Another, more efficient divide and conquer algorithm for matrix multiplication. This algorithm also only works on square matrices with n being a power of 2. This algorithm is based on the observation that, for A X B = C. We can calculate C_11, C_12, C_21 and C_22 as,

\[ \text{C_11 = P_5 + P_4 - P_2 + P_6} \] \[ \text{C_12 = P_1 + P_2} \] \[ \text{C_21 = P_3 + P_4} \] \[ \text{C_22 = P_1 + P _5 - P_3 - P_7} \] Where, \[ \text{P_1 = A_11 X (B_12 - B_22)} \] \[ \text{P_2 = (A_11 + A_12) X B_22} \] \[ \text{P_3 = (A_21 + A_22) X B_11} \] \[ \text{P_4 = A_22 X (B_21 - B_11)} \] \[ \text{P_5 = (A_11 + A_22) X (B_11 + B_22)} \] \[ \text{P_6 = (A_12 - A_22) X (B_21 + B_22)} \] \[ \text{P_7 = (A_11 - A_21) X (B_11 + B_12)} \] This reduces number of recursion calls from 8 to 7.

Strassen(A, B, n):
  If n == 2 {
    return A X B
  }
  Else{
    Break A into four parts A_11, A_12, A_21, A_22, where A = [[ A_11, A_12],
                                                               [ A_21, A_22]]
  
    Break B into four parts B_11, B_12, B_21, B_22, where B = [[ B_11, B_12],
                                                               [ B_21, B_22]]
    P_1 = Strassen(A_11, B_12 - B_22, n/2)
    P_2 = Strassen(A_11 + A_12, B_22, n/2)
    P_3 = Strassen(A_21 + A_22, B_11, n/2)
    P_4 = Strassen(A_22, B_21 - B_11, n/2)
    P_5 = Strassen(A_11 + A_22, B_11 + B_22, n/2)
    P_6 = Strassen(A_12 - A_22, B_21 + B_22, n/2)
    P_7 = Strassen(A_11 - A_21, B_11 + B_12, n/2)
    C_11 = P_5 + P_4 - P_2 + P_6
    C_12 = P_1 + P_2
    C_21 = P_3 + P_4
    C_22 = P_1 + P_5 - P_3 - P_7
    C = [[ C_11, C_12],
         [ C_21, C_22]]
    return C
  }

This algorithm uses 18 matrix addition operations. So our computation time for that is $\theta \left(18\left( \frac{n}{2} \right)^2 \right)$ which is equal to $\theta (4.5 n^2)$ which is equal to $\theta (n^2)$. \\ There are 7 recursive calls in this function which are Strassen(n/2), therefore, time complexity is \[ T(n) = 7T(n/2) + \theta (n^2) \] Using the master's theorem \[ T(n) = \theta (n^{log_27}) \] \[ T(n) = \theta (n^{2.807}) \]

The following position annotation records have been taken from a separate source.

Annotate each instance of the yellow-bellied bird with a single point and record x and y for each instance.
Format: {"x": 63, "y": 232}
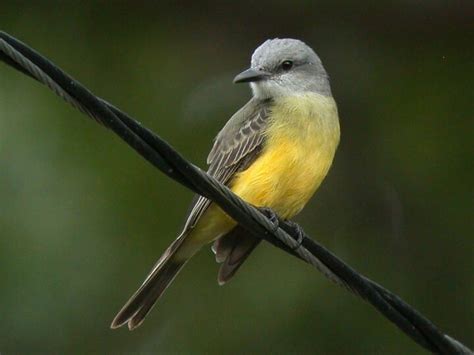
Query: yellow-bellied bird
{"x": 274, "y": 152}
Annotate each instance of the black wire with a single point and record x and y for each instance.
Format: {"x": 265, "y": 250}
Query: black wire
{"x": 286, "y": 237}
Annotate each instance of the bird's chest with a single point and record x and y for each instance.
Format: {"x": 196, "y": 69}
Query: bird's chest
{"x": 298, "y": 151}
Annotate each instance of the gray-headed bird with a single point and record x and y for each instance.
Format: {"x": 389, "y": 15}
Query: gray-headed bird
{"x": 274, "y": 152}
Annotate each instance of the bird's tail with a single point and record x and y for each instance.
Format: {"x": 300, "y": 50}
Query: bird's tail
{"x": 160, "y": 277}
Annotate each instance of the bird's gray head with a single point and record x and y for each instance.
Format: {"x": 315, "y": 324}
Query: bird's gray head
{"x": 282, "y": 67}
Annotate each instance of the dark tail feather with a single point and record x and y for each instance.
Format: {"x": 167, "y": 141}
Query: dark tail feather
{"x": 232, "y": 249}
{"x": 140, "y": 304}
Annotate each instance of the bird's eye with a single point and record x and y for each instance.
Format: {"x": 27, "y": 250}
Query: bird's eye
{"x": 287, "y": 65}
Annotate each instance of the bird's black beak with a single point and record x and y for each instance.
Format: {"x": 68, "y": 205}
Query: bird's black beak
{"x": 251, "y": 75}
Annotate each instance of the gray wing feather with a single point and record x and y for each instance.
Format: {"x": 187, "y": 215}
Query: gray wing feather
{"x": 235, "y": 147}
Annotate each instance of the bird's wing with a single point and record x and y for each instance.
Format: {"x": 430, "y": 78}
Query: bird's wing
{"x": 235, "y": 148}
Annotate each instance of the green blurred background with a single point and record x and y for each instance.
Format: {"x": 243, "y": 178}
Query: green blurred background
{"x": 83, "y": 217}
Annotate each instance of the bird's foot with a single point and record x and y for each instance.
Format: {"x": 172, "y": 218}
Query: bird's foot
{"x": 272, "y": 216}
{"x": 294, "y": 229}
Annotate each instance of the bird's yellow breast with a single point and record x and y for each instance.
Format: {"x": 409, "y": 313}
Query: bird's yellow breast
{"x": 301, "y": 139}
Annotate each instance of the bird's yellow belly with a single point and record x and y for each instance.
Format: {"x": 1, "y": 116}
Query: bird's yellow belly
{"x": 284, "y": 177}
{"x": 299, "y": 148}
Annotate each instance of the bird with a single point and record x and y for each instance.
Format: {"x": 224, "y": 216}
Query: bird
{"x": 274, "y": 153}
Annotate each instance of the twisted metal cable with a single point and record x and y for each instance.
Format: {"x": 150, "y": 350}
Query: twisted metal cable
{"x": 284, "y": 236}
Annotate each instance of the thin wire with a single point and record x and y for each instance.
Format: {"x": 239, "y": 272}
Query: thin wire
{"x": 284, "y": 236}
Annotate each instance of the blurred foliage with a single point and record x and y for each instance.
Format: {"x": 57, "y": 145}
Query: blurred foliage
{"x": 83, "y": 218}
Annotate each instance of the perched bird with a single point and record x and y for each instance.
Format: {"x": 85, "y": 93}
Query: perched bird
{"x": 274, "y": 152}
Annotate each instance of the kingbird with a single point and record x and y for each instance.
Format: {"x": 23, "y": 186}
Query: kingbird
{"x": 274, "y": 152}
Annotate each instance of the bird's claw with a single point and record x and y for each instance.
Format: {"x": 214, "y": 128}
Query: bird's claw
{"x": 295, "y": 229}
{"x": 272, "y": 216}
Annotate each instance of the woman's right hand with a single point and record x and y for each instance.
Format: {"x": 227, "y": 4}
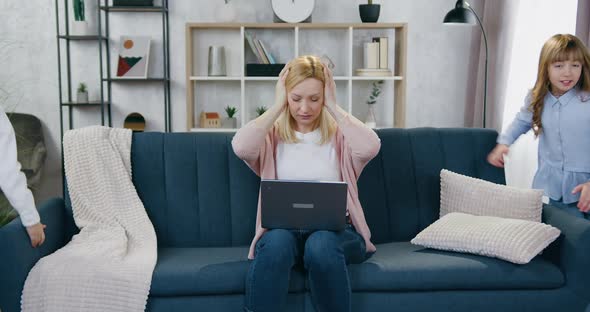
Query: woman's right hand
{"x": 496, "y": 156}
{"x": 36, "y": 234}
{"x": 259, "y": 232}
{"x": 281, "y": 89}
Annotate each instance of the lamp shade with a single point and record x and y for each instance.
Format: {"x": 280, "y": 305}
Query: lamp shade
{"x": 459, "y": 15}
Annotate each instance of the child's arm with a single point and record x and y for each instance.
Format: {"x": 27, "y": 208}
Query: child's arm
{"x": 521, "y": 124}
{"x": 584, "y": 202}
{"x": 14, "y": 183}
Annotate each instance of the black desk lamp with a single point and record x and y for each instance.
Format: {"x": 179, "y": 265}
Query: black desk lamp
{"x": 463, "y": 14}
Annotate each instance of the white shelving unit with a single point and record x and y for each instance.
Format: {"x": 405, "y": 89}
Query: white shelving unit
{"x": 342, "y": 42}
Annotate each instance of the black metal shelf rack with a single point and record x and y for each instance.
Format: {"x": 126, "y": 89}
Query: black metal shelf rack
{"x": 64, "y": 39}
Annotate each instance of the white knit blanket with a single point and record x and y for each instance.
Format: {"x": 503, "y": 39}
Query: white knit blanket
{"x": 107, "y": 266}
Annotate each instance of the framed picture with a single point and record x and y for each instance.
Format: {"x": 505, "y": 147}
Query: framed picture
{"x": 134, "y": 55}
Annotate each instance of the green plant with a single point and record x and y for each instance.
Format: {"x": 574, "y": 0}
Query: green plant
{"x": 231, "y": 111}
{"x": 376, "y": 90}
{"x": 79, "y": 10}
{"x": 82, "y": 88}
{"x": 260, "y": 110}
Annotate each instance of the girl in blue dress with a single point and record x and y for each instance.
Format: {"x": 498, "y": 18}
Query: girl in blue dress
{"x": 557, "y": 109}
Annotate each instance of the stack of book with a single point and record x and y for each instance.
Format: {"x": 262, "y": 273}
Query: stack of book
{"x": 260, "y": 51}
{"x": 375, "y": 58}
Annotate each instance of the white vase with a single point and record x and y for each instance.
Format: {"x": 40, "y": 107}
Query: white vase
{"x": 226, "y": 13}
{"x": 79, "y": 28}
{"x": 371, "y": 121}
{"x": 230, "y": 123}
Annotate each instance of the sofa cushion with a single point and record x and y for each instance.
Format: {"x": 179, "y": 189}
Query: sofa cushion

  • NOTE : The divide and conquer approach and strassen's algorithm typically use n == 1 as their terminating condition since for multipliying 1 X 1 matrices, we only need to calculate product of the single element they contain, that product is thus the single element of our resultant 1 X 1 matrix.